I did minimal tidying up in the kitchen, the sugar at the bottom of my morning coffee cup was crystallized by the heat of a day spent in my car. I walked upstairs to my room, kicked off my heels and sat down at my vanity, where my Mac camps out most of the time. I enjoyed the quiet, so I chose to leave my T.V. and music off.
I put my hair up and clicked on a lamp; starting to browse blogs and think about sleep, when I looked up and caught my reflection in the mirror.
You look pretty right now, I thought to myself as I went back to reading.
My immediate next reaction was: When was the last time I told myself that?
Honestly?
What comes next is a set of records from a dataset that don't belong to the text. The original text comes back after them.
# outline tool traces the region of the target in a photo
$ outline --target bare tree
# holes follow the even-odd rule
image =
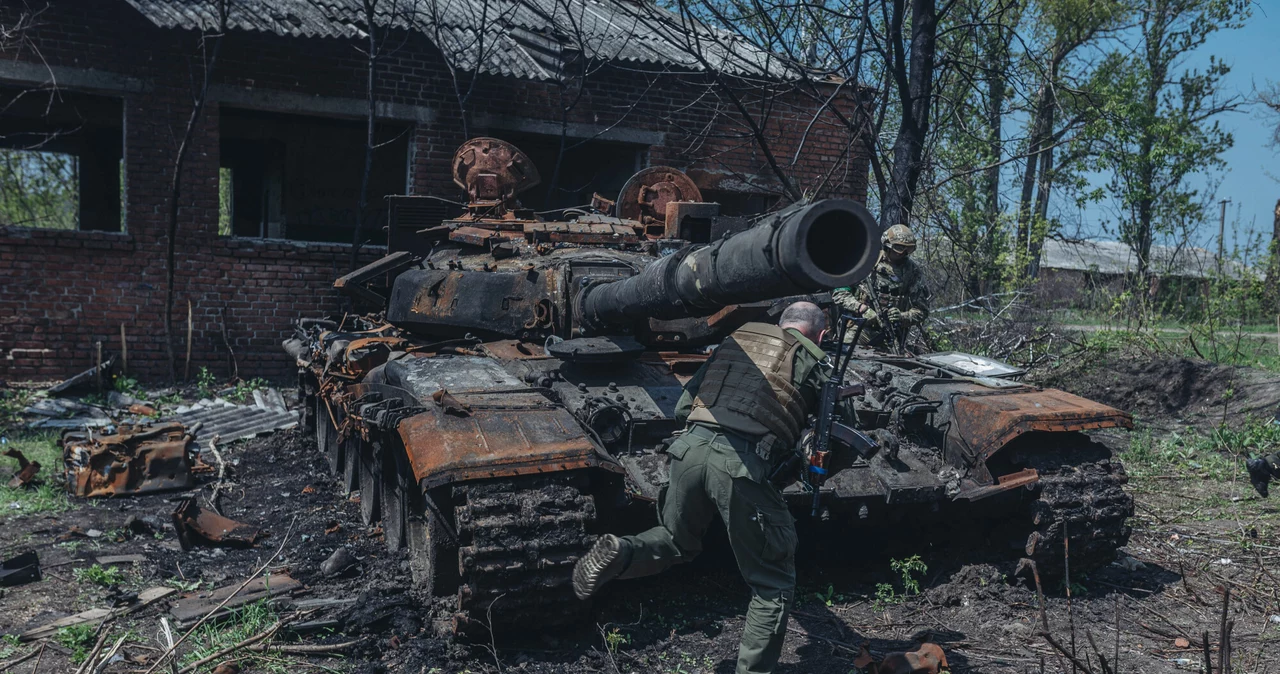
[[[205,102],[209,98],[209,82],[218,64],[218,53],[222,50],[223,38],[227,33],[227,18],[230,12],[230,0],[213,0],[213,10],[217,15],[216,32],[201,30],[198,40],[200,52],[200,81],[194,92],[191,114],[187,117],[187,125],[178,143],[177,153],[173,158],[173,181],[169,185],[169,227],[168,240],[165,244],[165,297],[164,297],[164,345],[169,358],[169,380],[178,380],[177,354],[173,350],[173,299],[174,274],[177,271],[174,251],[178,240],[178,210],[182,198],[182,171],[187,161],[187,153],[191,149],[191,139],[196,126],[204,113]],[[210,43],[212,42],[212,46]]]

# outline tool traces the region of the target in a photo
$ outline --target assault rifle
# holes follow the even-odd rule
[[[853,350],[857,346],[858,338],[862,336],[865,323],[866,319],[856,318],[843,312],[837,320],[836,344],[839,350],[836,351],[835,367],[831,377],[822,385],[822,398],[818,401],[818,421],[813,429],[810,444],[809,469],[805,473],[805,483],[813,490],[811,515],[815,517],[818,515],[818,508],[822,501],[822,483],[827,478],[827,459],[831,455],[831,438],[834,437],[853,447],[864,457],[871,456],[878,448],[876,442],[861,431],[835,420],[836,403],[863,392],[862,384],[844,386],[844,375],[849,370],[849,363],[853,360]],[[853,343],[846,348],[844,337],[850,325],[856,325],[857,329],[853,335]]]
[[[867,296],[871,298],[871,308],[876,312],[876,320],[880,321],[880,326],[884,328],[881,334],[888,336],[889,345],[895,349],[894,354],[902,354],[907,350],[907,331],[898,327],[897,321],[889,320],[889,314],[885,313],[884,308],[880,304],[880,293],[876,291],[874,282],[875,274],[868,276],[862,282],[867,289]],[[858,326],[858,333],[862,334],[862,326]],[[857,337],[854,337],[854,344],[857,344]]]

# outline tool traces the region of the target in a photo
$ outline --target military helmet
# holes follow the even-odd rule
[[[906,225],[894,225],[884,230],[880,244],[900,255],[910,255],[916,249],[916,234]]]

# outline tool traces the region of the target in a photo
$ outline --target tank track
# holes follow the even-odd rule
[[[1128,520],[1134,512],[1133,497],[1124,491],[1129,476],[1110,458],[1080,460],[1081,454],[1106,451],[1090,444],[1093,447],[1031,462],[1040,472],[1040,489],[1031,504],[1034,528],[1027,537],[1026,556],[1035,561],[1042,579],[1063,577],[1063,542],[1068,535],[1073,574],[1110,563],[1129,542]],[[1074,461],[1068,458],[1071,454],[1077,457]]]
[[[454,631],[487,636],[554,626],[589,608],[573,566],[595,541],[595,501],[582,474],[514,477],[453,488],[459,540]]]

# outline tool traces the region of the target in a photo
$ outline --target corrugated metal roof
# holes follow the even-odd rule
[[[208,0],[125,0],[162,28],[216,30]],[[233,30],[366,36],[361,0],[229,0]],[[421,33],[463,70],[548,80],[579,54],[695,72],[789,79],[782,57],[644,0],[380,0],[375,21]],[[699,59],[698,56],[705,59]]]
[[[254,391],[253,394],[252,405],[236,405],[222,398],[201,400],[179,407],[166,420],[180,421],[188,429],[201,424],[195,444],[202,452],[208,450],[214,436],[225,444],[298,425],[298,412],[285,407],[278,391],[273,389],[267,395]]]
[[[1218,271],[1217,255],[1191,247],[1152,246],[1151,270],[1164,276],[1207,278]],[[1138,258],[1119,241],[1045,241],[1040,257],[1043,269],[1092,271],[1099,274],[1128,274],[1138,268]],[[1234,260],[1222,261],[1222,272],[1234,279],[1255,272]]]

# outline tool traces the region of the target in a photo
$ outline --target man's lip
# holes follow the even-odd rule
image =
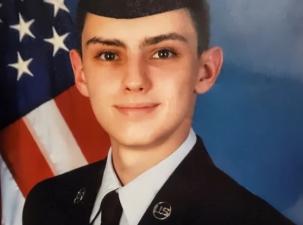
[[[131,104],[117,104],[114,105],[115,108],[117,109],[129,109],[129,110],[140,110],[140,109],[149,109],[149,108],[155,108],[159,103],[131,103]]]
[[[140,116],[153,112],[159,105],[159,103],[132,103],[118,104],[114,105],[114,107],[125,115]]]

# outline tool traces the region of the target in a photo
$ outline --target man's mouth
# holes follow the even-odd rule
[[[160,103],[129,103],[117,104],[114,107],[126,115],[140,115],[153,112],[159,105]]]

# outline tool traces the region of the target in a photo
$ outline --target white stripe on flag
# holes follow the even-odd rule
[[[2,225],[22,225],[24,197],[0,156]]]
[[[54,100],[23,118],[55,175],[87,164]]]

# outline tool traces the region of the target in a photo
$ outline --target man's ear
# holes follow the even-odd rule
[[[83,71],[82,58],[79,52],[76,49],[70,50],[69,58],[74,71],[76,87],[82,95],[88,96],[87,82]]]
[[[223,64],[223,50],[220,47],[212,47],[205,50],[199,58],[199,71],[195,92],[203,94],[216,82]]]

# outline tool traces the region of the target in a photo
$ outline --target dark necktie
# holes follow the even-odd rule
[[[116,191],[111,191],[101,202],[101,225],[119,225],[121,215],[119,195]]]

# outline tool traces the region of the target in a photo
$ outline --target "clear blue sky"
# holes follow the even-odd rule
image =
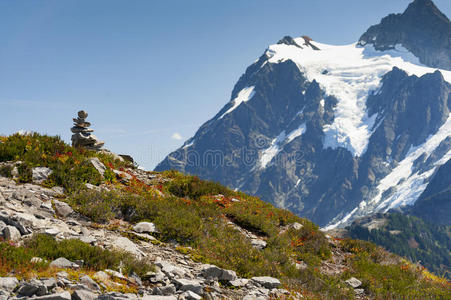
[[[304,34],[351,43],[409,2],[0,0],[0,134],[69,142],[85,109],[107,148],[151,169],[230,100],[268,45]],[[450,16],[451,1],[435,3]]]

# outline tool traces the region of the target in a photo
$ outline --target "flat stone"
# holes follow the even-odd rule
[[[72,294],[72,300],[94,300],[97,295],[86,290],[76,290]]]
[[[102,282],[108,282],[110,280],[110,276],[103,271],[96,272],[94,275],[92,275],[92,277]]]
[[[151,222],[139,222],[133,226],[133,230],[139,233],[155,233],[157,228],[154,223]]]
[[[252,277],[252,280],[267,289],[274,289],[281,286],[279,279],[269,276]]]
[[[252,239],[251,245],[252,245],[252,247],[260,249],[260,250],[266,248],[266,242],[261,239]]]
[[[141,252],[141,250],[139,250],[138,246],[136,246],[135,243],[133,243],[126,237],[117,237],[113,243],[113,247],[130,252],[131,254],[136,255],[138,258],[141,258],[143,256],[143,253]]]
[[[46,167],[36,167],[32,169],[32,179],[34,183],[43,183],[53,173],[52,169]]]
[[[89,161],[91,162],[92,166],[97,170],[97,172],[100,173],[100,175],[103,176],[103,174],[105,174],[106,167],[97,157],[92,157],[89,159]]]
[[[53,267],[53,268],[61,268],[61,269],[67,269],[67,268],[79,269],[80,268],[79,265],[71,262],[70,260],[68,260],[67,258],[64,258],[64,257],[55,259],[54,261],[52,261],[50,263],[49,266]]]
[[[201,300],[202,296],[199,296],[198,294],[192,292],[192,291],[186,291],[181,294],[185,299],[187,300]]]
[[[248,279],[245,278],[240,278],[240,279],[235,279],[230,281],[230,285],[232,285],[233,287],[243,287],[245,286],[247,283],[249,282]]]
[[[164,261],[164,260],[157,260],[155,262],[155,265],[161,268],[161,271],[164,272],[167,275],[179,275],[179,276],[183,276],[185,275],[186,271],[183,270],[182,268],[176,267],[173,264]]]
[[[62,292],[58,294],[51,294],[33,298],[35,300],[71,300],[71,295],[69,292]]]
[[[19,284],[16,277],[0,277],[0,290],[12,292]]]
[[[66,218],[74,212],[72,207],[70,207],[70,205],[65,202],[53,200],[53,206],[55,207],[56,214],[63,218]]]
[[[203,294],[203,287],[198,280],[194,279],[174,279],[173,281],[179,290],[192,291],[196,294]]]
[[[3,236],[5,237],[5,240],[7,240],[7,241],[16,242],[16,241],[20,240],[21,234],[20,234],[20,231],[16,227],[8,225],[3,229]]]
[[[100,286],[88,275],[80,277],[80,282],[86,285],[90,290],[100,291]]]
[[[141,300],[177,300],[176,296],[146,295]]]
[[[359,286],[362,285],[362,282],[355,277],[351,277],[348,280],[346,280],[345,282],[353,288],[358,288]]]

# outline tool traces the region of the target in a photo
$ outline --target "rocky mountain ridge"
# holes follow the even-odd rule
[[[156,170],[219,181],[328,229],[412,204],[451,155],[451,72],[384,50],[283,38]]]

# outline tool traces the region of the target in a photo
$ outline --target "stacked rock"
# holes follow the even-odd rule
[[[70,130],[74,133],[72,135],[72,146],[84,147],[90,150],[100,150],[105,142],[99,141],[98,138],[92,134],[93,129],[89,128],[91,123],[86,122],[88,113],[84,110],[78,112],[78,118],[74,120],[74,127]]]

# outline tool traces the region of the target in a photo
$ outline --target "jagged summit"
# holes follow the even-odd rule
[[[402,46],[427,66],[451,70],[451,22],[430,0],[415,0],[371,26],[359,39],[368,44],[379,51]]]

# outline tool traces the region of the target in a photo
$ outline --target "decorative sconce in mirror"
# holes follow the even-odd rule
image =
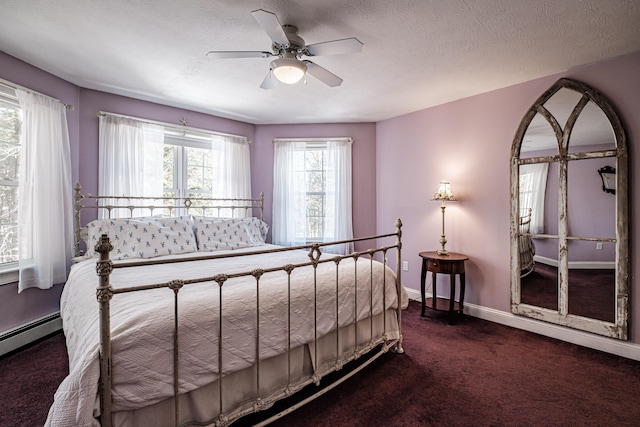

It's been a while.
For some reason I've been focusing solely on my flaws recently. I haven't looked at myself without mentally assessing imperfections: you need more sun, you need to take care of that blemish, you need to exercise tomorrow, etc. I now feel exhausted by it. I'm better than this. I won't say that I don't care about appearance at all, because that would be a untrue, but in no way should I find myself so preoccupied with it. There are too many things about myself to like to get hung up on what I consider shortcomings.
Perfection is not in the cards, but I find that realization kind of perfect in and of itself.
I heard a definition once: Happiness is health and a short memory! I wish I'd invented it, because it is very true.